Type 1 diabetes mellitus
The risk of hypoglycemia is a major limiting factor in achieving optimal glycemic control in children and adults with type 1 diabetes mellitus. Thanit et al. proposed that extended use of an artificial beta cell, or closed loop insulin delivery system might serve to tighten glycemic control while minimizing hypoglycemia. These investigators performed two multicenter, crossover, randomized controlled trials in 58 patients with type 1 diabetes (33 adults, 25 children).13 The study compared closed-loop insulin delivery (used day and night by adults and at night by children) with sensor-augmented pump therapy over a period of 12 weeks in free living conditions. In adults and children, the mean glucose level, the time spent above target, and episodes of hypoglycemia were decreased in the closed loop system compared to control. Additionally, glucose control as assessed by glycated hemoglobin levels was improved in adults using the closed loop system. This study provides promising interventions in the future to optimize glycemic control and minimize hypoglycemia in patients with type 1 diabetes.

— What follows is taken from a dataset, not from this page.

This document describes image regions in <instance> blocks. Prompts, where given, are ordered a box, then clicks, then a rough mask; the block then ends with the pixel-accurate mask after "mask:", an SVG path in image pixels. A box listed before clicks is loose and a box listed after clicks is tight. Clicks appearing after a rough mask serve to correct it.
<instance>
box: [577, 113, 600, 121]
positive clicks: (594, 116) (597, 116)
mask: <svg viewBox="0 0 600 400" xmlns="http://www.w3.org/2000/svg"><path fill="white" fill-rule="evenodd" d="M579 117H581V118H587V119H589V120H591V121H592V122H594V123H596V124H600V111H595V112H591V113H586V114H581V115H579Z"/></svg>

The PES developed guidelines for hypoglycemia management in neonates, infants, and children, in an effort to identify persistent hypoglycemia disorders, diagnose them early and implement treatment so as to prevent neurocognitive delay.14 The first 48 hours of life is a period of transitional glucose regulation; in this time period, normal neonates have plasma glucose concentrations which are lower compared to later in life. After the first two to three days of life, mean plasma glucose levels do not differ from infants, older children, or adults (70–100 mg/dL). Thus, PES recommends that evaluation for persistent hypoglycemic disorders should take place after 48 hours of age. To establish a diagnosis of hypoglycemia, confirmation of low plasma glucose <60 mg/dL must occur using a clinical laboratory method. Diagnostic evaluation starts with a ‘critical sample’ measuring serum HCO3, beta-hydroxybutyrate, lactate, and free fatty acids. Results from these tests point the clinician in the direction of the underlying disorder, such as hyperinsulinism, a hormone deficiency, or an inborn error of metabolism. In cases that appear transient, PES recommend a safety fasting test prior to discharge to ensure that plasma glucose concentration can be maintained above 70 mg/dL. For neonates with a suspected congenital hypoglycemia disorder and older infants and children with a confirmed hypoglycemia disorder, PES recommends that the goal of treatment be to maintain a PG concentration >70 mg/dL.